En France, près d'un million d'ERP privés ne respectent toujours pas les normes d'accessibilité imposées par la loi du 11 février 2005, et plus des deux tiers des petits établissements de 5e catégorie ne sont pas adaptés à l'accueil des personnes handicapées. Face à des sanctions pouvant atteindre 45 000 € d'amende pour une personne physique — voire une fermeture administrative —, beaucoup de propriétaires s'interrogent sur la marche à suivre et, surtout, sur la nécessité réelle de faire appel à un professionnel. Le rôle de l'architecte maître d'œuvre PMR reste souvent flou : est-il obligatoire, simplement recommandé, et que fait-il concrètement que d'autres intervenants ne peuvent pas faire ? Installée au Havre, Adélaïde Loisel — architecte et maître d'œuvre à la tête de l'Atelier Plasticus — accompagne particuliers, professionnels et collectivités dans ce type de projets en Normandie, avec une connaissance fine des contraintes locales. Cet article vous éclaire, étape par étape, sur ce que l'architecte MOE apporte réellement à votre projet de mise en accessibilité.

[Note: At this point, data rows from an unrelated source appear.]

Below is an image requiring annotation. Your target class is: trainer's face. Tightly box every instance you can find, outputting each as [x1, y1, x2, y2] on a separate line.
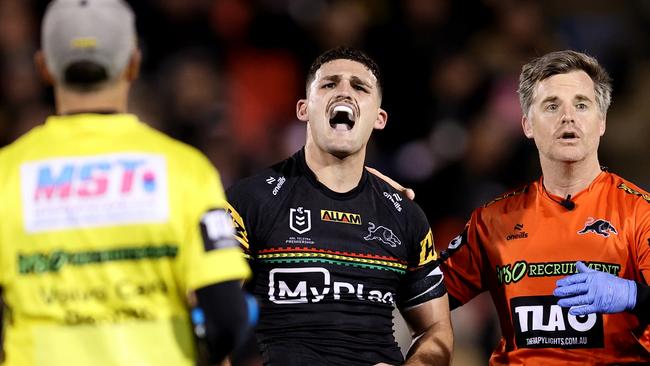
[296, 59, 387, 158]
[522, 71, 605, 163]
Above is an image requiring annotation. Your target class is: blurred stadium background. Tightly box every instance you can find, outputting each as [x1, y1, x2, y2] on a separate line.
[0, 0, 650, 365]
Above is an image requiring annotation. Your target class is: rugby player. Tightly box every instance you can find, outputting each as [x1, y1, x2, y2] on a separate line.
[227, 48, 452, 366]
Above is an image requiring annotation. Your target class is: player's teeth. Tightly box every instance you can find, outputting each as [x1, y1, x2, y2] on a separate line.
[334, 105, 354, 120]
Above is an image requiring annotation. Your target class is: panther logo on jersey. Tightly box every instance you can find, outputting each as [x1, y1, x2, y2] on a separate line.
[364, 222, 402, 248]
[578, 217, 618, 238]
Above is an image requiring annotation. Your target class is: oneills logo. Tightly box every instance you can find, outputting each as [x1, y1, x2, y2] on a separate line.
[320, 210, 361, 225]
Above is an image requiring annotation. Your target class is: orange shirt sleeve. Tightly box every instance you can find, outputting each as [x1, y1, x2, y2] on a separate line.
[442, 209, 487, 304]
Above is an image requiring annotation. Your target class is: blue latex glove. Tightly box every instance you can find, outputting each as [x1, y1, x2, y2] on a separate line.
[553, 262, 636, 315]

Avant de comprendre le rôle de l'architecte maître d'œuvre PMR, il est essentiel de distinguer les trois profils qui gravitent autour d'un projet d'accessibilité. Le diagnostiqueur indépendant peut réaliser un audit approfondi de vos locaux et hiérarchiser les non-conformités, mais son périmètre s'arrête là : il ne conçoit ni plans, ni dossier administratif, et ne dirige aucun chantier. Sachez également qu'il existe un outil d'autodiagnostic officiel publié par le ministère de la Transition écologique sur ecologie.gouv.fr, accessible aux petites structures. Cet outil permet une première évaluation, mais il ne produit ni étude technique réglementaire, ni notice d'accessibilité opposable, ni hiérarchisation des travaux avec budgets associés — il ne remplace donc en aucun cas l'expertise d'un architecte MOE, notamment pour les ERP complexes, multi-niveaux ou situés en secteur patrimonial.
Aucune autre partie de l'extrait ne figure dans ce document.